Beyond a lack of any real assistance, sweeps also provide material risks for unhoused people. Several lawsuits tied to local sweeps in California have accused city and county agencies of tossing out or destroying medicine, government documents and IDs, along with other important items people need. Those present both health risks and more challenges for people who need their belongings to help secure housing. Caltrans, which Newsom pointed to as the model to follow, has been sued for its destruction of people’s belongings in sweeps. Then there’s the matter of the “imminent threat” clause in Newsom’s executive order. How that will be determined isn’t clear, and it might vary by city or county, and could be used as a cudgel that could cause even more harm when people are displaced without any warning.
Newsom’s order and the argument behind it also run counter to what research, service providers and advocates for unhoused communities say works: housing. The “housing first” approach pushes for getting people into permanent, supportive housing as a way to mitigate some of the greatest risks and dangers unhoused individuals and families face, including displacement. The argument for the low barrier, housing first model is that once inside a safe space, unhoused people can get the support they need, be it medical or addiction help, direct connection with mental health experts or job programs. Newsom’s order, is more or less the opposite of this approach, and in fact aligns more with what conservatives are pushing for on a national stage.
The housing first approach is directly called out in Project 2025, the conservative policy guideline for a possible second Trump administration. The chapter, primarily written by former Housing and Urban Development Secretary Ben Carson, singles out the policy. The document demands the department abandon housing first as its priority, while pushing for more work requirements for housing assistance—never mind that more than half of unhoused Americans are working. Instead, Project 2025 argues that mental health and substance abuse issues should be prioritized, even though the root causes of homelessness are affordability and housing supply, not addiction or mental health issues. And this is not even getting to proposed social welfare cuts that could push more people into homelessness. Meanwhile senator and vice presidential candidate J.D. Vance has questioned the effectiveness of housing first, saying it ignores the root causes of homelessness, and expressed concern about low-barrier entries into housing.

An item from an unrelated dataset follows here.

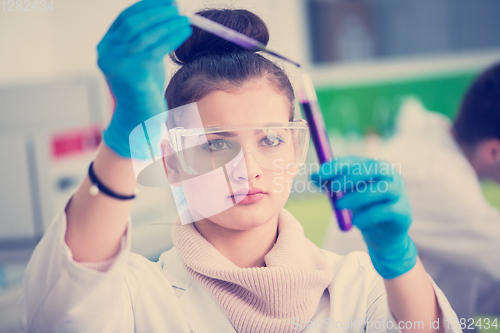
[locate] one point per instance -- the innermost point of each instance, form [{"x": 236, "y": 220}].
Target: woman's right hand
[{"x": 131, "y": 57}]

Again, the research is clear: the overwhelming driver of homelessness is high housing costs. There is tremendously more homelessness in California than in West Virginia, despite the fact that the former is vastly richer and the latter has a major opioid addiction problem, because West Virginia’s rents are cheap. So it’s unclear what Newsom and supporters of his order think is going to happen. If state and municipal agencies clear encampments, it’s going to be an extremely temporary move that will only exacerbate the conditions unhoused people face. It won’t be cheap either, given what police actions cost in salaries and probably subsequent lawsuit settlements.
Homelessness is dangerous, humiliating, and traumatic. Nobody needs to be reminded of these truths. If Gavin Newson wants to fix the problem, he could work to get more housing built, especially affordable units—by, for instance, signing rather than vetoing a social housing bill. But if he wants to sweep the problem under the rug so as to pretend like he’s doing something useful while actually making the problem worse, he could continue on his present course.